Taliban pada awalnya bangkit sebagai pemenang di antara salah satu faksi 'nasionalis' Mujahidin Pushtun pasca terusirnya Uni Soviet dan Perang Saudara.
Perang Saudara di Aghanistan pasca kemenangan Mujahidin pada 1992 merefleksikan perebutan pengaruh antara faksi 'nasionalis Islamis' melawan faksi 'globalis Islamis'.
Seiring terusirnya Uni Soviet, AS berkepentingan mengganti sekutu (mujahidin) globalis-nya dengan "lesser enemy" (lokal) yang tidak berpotensi menjadi ancaman di masa depan. Maka para Taliban dari madrasah di sepanjang perbatasan Af-Pak menjadi proxy terbaiknya.

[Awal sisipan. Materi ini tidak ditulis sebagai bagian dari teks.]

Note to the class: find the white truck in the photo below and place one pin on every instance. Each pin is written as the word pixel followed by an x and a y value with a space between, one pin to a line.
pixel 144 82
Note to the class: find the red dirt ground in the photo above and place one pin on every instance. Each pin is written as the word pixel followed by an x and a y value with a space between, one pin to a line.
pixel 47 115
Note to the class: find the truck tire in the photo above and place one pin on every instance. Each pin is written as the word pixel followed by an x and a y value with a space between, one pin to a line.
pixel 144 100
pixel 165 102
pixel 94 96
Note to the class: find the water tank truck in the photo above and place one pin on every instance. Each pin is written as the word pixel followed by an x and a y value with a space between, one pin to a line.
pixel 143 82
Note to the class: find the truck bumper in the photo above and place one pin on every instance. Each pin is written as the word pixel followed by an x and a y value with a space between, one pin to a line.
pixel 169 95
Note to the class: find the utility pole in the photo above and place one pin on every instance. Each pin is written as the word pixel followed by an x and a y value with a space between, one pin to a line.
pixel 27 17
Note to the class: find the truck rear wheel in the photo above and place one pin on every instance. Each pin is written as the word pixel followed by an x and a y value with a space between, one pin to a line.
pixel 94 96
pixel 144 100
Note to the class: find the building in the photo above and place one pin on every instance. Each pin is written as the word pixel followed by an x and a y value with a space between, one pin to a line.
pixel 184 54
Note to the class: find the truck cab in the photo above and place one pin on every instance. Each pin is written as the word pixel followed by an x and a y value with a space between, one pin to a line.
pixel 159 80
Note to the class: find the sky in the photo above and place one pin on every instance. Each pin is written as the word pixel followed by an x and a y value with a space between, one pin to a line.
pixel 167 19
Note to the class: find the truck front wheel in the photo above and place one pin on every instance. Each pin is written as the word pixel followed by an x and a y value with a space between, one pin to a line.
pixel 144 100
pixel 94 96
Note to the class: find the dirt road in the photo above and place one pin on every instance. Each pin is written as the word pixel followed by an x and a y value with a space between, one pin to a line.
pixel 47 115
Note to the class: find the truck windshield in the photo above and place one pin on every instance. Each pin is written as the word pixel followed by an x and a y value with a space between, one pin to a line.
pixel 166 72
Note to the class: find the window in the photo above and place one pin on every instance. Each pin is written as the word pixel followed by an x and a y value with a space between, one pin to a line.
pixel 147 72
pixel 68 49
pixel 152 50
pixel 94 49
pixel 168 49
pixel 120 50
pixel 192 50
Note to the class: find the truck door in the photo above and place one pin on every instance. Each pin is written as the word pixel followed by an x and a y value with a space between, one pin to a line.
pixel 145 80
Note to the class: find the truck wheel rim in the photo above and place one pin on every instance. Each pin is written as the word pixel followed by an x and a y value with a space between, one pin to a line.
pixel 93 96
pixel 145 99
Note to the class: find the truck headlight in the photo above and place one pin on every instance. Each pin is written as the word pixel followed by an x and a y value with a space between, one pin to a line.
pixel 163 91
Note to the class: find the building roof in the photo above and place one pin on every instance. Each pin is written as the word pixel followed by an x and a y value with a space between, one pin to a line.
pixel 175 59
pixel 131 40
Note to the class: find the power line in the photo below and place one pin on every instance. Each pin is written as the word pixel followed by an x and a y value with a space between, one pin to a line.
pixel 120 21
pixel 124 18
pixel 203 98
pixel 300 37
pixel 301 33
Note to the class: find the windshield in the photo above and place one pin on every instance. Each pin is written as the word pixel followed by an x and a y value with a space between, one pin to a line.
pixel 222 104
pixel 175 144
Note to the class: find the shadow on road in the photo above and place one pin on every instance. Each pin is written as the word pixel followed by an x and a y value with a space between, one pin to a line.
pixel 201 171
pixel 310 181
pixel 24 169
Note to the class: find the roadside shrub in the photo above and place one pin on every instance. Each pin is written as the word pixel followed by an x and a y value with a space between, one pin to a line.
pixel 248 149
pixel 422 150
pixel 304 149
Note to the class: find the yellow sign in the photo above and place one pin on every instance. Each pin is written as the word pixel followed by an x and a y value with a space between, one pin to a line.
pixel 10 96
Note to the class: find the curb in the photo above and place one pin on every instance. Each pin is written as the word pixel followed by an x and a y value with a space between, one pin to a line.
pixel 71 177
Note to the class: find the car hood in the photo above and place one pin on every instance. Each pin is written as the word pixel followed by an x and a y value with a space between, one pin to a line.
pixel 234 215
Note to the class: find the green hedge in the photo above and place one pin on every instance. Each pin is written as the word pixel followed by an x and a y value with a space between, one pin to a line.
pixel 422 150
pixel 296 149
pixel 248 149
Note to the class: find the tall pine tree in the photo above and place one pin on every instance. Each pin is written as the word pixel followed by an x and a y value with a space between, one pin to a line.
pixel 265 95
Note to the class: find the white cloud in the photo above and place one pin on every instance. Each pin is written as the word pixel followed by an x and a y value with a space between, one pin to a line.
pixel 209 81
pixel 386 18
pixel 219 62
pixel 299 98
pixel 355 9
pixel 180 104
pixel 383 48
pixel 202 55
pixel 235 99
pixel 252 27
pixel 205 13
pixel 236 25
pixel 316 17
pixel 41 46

Mereka adalah pemimpin rural dari mayoritas etnik Pashtun, yang militan dalam agama, namun cenderung kurang terdidik dan minim pengalaman.
Dengan dukungan AS, Pakistan dan Arab Saudi, para Taliban memenangkan pertarungan (1996). Tidak heran, jika kemudian AS, Pakistan dan Arab Saudi menjadi negara pertama yang mengakui eksistensinya.
Namun pasca 11 September 2001 (Peristiwa 9/11), seiring tuntutan AS kepada Taliban untuk menyerahkan Usamah bin Laden, maka AS dan Inggris tidak lama kemudian menginvasi negeri miskin yang lama terkoyak perang tersebut dan menjatuhkan pemerintahan 'ortodoks' Taliban.
Dalam kegigihan yang sama, 20 tahun kemudian, Taliban sukses merebut kembali kekuasaan (2021). Taliban merefleksikan karakter rakyat Afghanistan yang gigih melawan pendudukan asing.
Invasi AS di Afghanistan telah merenggut nyawa 40 ribu warga sipil dan 25 ribu pasukan internasional, dan menguras tidak kurang 815 milyar dollar AS untuk membiayai perangnya di Afghanistan. Belum lagi, 130 milyar digelontorkan untuk proyek rekonstruksi di Afghanistan.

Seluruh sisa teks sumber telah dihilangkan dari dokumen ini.